One day I was walking down the street and saw another set of twins. They were getting along, laughing and giggling like best friends do, Just like I and Connie have many times. These twins were grinning wildly when one recited "one for all," and her twin finished her sentence "and all for one". Jamie and me were never like that. We considered getting close to each other like that week. After all, weren't Her and me enemies? Competition? The simple answer is yes. and will always be.
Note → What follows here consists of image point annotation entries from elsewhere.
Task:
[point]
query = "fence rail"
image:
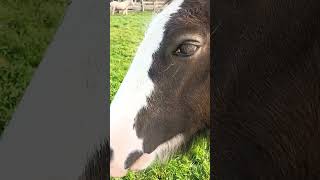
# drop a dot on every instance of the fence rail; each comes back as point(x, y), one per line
point(147, 5)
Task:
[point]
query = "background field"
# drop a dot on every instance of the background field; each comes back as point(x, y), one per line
point(26, 29)
point(126, 32)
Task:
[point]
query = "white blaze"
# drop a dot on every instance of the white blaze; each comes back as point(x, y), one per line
point(134, 91)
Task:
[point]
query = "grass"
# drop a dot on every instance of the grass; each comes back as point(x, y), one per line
point(125, 34)
point(26, 29)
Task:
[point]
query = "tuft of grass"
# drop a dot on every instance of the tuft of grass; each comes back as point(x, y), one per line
point(125, 35)
point(26, 29)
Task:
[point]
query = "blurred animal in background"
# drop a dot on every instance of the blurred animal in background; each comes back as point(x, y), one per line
point(120, 6)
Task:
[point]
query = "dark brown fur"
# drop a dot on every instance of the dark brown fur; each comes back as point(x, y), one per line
point(266, 89)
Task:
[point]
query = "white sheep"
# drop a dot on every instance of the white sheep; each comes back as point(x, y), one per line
point(121, 6)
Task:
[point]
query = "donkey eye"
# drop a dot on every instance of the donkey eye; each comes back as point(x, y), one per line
point(186, 49)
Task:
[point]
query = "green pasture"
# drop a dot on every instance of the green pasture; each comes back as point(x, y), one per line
point(125, 34)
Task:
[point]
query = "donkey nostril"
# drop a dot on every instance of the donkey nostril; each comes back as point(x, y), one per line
point(132, 158)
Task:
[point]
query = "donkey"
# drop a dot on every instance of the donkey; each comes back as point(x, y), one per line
point(266, 89)
point(123, 6)
point(165, 97)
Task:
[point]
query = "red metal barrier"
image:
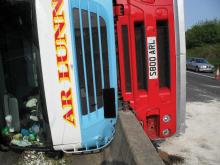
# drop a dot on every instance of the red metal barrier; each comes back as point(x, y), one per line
point(147, 62)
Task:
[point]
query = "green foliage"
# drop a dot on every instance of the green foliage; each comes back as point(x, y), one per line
point(210, 52)
point(203, 33)
point(203, 40)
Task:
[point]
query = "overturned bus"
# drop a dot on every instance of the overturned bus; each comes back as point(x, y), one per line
point(58, 83)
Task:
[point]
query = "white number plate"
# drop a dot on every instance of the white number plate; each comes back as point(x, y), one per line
point(152, 57)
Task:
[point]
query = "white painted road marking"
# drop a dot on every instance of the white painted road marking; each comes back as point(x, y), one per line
point(201, 75)
point(212, 86)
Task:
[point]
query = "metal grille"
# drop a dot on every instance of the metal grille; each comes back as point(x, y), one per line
point(92, 58)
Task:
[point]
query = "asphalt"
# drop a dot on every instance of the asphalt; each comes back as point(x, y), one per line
point(202, 87)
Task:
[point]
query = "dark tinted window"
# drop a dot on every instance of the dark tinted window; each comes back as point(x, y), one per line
point(89, 50)
point(96, 52)
point(104, 39)
point(126, 58)
point(80, 61)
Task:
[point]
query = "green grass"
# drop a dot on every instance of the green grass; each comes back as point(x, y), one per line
point(209, 52)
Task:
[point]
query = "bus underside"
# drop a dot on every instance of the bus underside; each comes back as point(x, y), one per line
point(23, 115)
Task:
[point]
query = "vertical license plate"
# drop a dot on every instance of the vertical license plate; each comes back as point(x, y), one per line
point(152, 57)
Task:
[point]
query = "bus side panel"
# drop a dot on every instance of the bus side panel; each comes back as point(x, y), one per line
point(58, 72)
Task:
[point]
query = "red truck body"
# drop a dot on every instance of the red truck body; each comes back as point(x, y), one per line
point(147, 62)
You and me we're cut from the same cloth

It seems to some we famously get along

But you and me are strangers to each other

Cuz you and me: competitive to the bone

Such tragedy to trample on each other with how much we've endured

With the state this land is in

You and me feel joined only by gender

We are not all for one and one for all

"Sister blister" Jamie sneered at me as I passed her. I just stuck my tongue out, immature but that was the only thing I could think of that particular four AM. That's when my flight from Minnesota came in .She could be a pain in this and I could be to if I weren't so sleep deprived. She just rolled her eyes. While our older brothers, Matt and Luke laughed. This pleased them it always had. We fight 95% of the time because we know if we win enough times, our brothers will accept us as 'one of the guys', and we wanted that. We always wanted what one of us couldn't have. They enjoy us stepping on each other to get where we want. They want us to fight to be one of them. We have to beg to be in the club they were born to. Easily into the club of boys. All we want is acceptance; all we want is to be let in.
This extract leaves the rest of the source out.